NOTE: ABC's falsified scenes allege that before 9/11 the CIA and Afghan militias had bL surrounded and the Clinton admin refused to pull the trigger. This scene is falsified and completely usupported. Several insiders with first-hand knowledge have contradicted the scene while ABC has not produced a single source to corroborate it. Here, Amanpour interviews the head of the CIA team that surrounded bL after 9/11 but failed to get support from the Bush admin to kill the terrorist that attacked us.
AMANPOUR: Gary Berntsen was the leader of the secret CIA paramilitary unit that had pursued bin Laden since he had fled Kabul. And now the CIA was sure it knew where he was, thanks in large part to a radio taken off a dead al Qaeda fighters.
BERNTSEN: We listened to bin Laden for several days using that radio, listened to his communications among him and his men. We listened to him apologize to them for having led them into this trap and having led them into a location where they would be having airstrikes called on them just relentlessly.
AMANPOUR: More than two weeks of bombing, solid intelligence, the U.S. had thrown its biggest bombs, its most sophisticated missiles, bunker busters, daisy cutters, at bin Laden, but somehow, some way, it wasn't enough.
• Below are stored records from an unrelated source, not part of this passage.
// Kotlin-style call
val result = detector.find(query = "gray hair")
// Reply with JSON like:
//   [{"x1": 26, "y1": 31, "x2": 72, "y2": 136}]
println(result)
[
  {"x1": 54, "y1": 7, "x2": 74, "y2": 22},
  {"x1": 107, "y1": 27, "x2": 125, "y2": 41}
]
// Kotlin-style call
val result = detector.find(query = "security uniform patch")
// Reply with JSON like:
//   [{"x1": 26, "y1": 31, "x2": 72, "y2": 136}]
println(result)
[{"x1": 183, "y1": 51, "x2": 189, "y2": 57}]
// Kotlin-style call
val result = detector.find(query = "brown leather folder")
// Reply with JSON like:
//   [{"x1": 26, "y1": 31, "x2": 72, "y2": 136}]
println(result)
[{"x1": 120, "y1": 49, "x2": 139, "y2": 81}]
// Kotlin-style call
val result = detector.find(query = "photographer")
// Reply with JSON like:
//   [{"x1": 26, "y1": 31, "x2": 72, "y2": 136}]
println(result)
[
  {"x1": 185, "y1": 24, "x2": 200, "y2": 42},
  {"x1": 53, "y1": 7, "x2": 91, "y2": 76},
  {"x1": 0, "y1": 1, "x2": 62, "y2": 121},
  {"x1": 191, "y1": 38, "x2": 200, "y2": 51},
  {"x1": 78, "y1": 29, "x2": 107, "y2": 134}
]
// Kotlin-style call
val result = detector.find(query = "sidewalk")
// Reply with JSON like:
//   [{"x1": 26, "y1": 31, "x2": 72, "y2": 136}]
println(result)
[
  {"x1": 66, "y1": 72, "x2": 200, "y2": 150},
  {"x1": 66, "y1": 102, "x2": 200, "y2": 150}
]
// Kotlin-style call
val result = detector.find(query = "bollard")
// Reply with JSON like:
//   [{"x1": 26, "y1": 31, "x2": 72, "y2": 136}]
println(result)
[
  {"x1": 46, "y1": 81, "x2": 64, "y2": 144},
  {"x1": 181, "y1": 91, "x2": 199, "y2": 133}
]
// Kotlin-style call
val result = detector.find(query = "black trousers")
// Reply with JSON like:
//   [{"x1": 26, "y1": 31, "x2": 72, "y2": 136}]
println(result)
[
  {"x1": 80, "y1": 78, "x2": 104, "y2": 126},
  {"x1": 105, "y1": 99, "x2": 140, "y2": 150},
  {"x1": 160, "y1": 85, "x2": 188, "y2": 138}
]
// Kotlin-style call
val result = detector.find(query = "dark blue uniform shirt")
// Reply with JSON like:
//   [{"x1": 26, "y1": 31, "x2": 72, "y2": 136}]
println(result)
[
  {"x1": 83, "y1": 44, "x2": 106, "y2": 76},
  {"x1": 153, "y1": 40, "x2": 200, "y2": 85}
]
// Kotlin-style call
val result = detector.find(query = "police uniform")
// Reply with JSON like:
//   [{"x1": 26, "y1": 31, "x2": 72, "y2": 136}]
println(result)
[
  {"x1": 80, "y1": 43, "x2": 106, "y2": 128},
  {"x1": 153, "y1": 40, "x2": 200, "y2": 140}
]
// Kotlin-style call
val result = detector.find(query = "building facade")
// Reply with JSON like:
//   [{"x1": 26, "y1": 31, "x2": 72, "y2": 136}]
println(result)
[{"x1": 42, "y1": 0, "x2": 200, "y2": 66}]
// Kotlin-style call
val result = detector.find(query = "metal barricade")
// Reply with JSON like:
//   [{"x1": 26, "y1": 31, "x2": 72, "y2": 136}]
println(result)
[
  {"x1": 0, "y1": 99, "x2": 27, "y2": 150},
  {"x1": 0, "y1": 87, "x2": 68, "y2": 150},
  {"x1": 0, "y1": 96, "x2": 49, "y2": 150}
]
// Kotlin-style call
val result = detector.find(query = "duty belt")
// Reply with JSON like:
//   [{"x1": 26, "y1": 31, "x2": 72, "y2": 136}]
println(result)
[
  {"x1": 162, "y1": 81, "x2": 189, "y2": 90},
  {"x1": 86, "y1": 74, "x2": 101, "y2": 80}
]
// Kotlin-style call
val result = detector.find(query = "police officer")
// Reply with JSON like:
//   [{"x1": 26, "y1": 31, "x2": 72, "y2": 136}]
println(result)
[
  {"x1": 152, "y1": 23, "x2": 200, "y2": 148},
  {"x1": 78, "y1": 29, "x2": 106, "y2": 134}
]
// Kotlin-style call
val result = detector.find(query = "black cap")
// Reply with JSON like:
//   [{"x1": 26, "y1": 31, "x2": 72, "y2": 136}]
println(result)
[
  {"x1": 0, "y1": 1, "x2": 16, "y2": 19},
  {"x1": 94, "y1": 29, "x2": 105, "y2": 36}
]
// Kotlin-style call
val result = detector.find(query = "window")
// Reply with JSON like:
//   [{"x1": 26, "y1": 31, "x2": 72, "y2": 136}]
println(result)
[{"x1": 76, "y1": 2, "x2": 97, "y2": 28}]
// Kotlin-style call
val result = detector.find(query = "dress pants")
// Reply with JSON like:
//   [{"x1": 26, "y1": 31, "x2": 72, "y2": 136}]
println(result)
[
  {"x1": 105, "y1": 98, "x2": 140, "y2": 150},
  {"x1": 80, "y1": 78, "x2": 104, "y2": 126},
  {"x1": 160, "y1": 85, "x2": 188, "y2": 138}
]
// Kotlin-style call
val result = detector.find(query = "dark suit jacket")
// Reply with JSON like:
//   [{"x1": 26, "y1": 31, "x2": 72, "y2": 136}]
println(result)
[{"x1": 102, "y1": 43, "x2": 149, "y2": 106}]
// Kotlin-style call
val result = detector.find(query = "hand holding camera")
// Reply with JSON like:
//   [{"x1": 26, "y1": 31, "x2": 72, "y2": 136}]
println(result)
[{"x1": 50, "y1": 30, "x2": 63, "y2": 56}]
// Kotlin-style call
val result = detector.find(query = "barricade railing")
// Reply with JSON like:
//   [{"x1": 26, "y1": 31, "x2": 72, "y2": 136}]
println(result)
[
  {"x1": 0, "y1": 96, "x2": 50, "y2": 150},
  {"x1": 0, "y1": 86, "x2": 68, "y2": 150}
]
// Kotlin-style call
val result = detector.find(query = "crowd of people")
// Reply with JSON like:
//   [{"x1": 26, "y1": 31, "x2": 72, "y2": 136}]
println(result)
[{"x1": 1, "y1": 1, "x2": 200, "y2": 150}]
BERGEN: The policy of using very limited number of U.S. Special Forces on the ground calling in airstrikes and a large number of Afghan ground troops worked brilliantly at overthrowing the Taliban, but at the battle of Tora Bora, it was a total disaster.
AMANPOUR (on camera): The plan was for Afghan and Pakistani soldiers to block any escape routes, but Osama bin Laden managed to slip away through the mountains. And the mission to capture or kill the al Qaeda leader failed. By most accounts, the main problem was not enough American soldiers on the ground.
BERGEN: By my calculation, there were more American journalists than American soldiers at the battle of Tora Bora, and that fact kind of speaks for itself.
BERNTSEN: In the first two or three days of December, I would write a message back to Washington, recommending the insertion of U.S. forces on the ground. I was looking for 600 to 800 Rangers, roughly a battalion. They never came.
"Blame Clinton" and "I hate liberals" are not national and homeland security policies. Instead of falsifying history we should learn from it. Even after 9/11, it seems like the Bush administration did not learn necessary lessons. They failed to commit the resources needed to kill or capture bin Laden.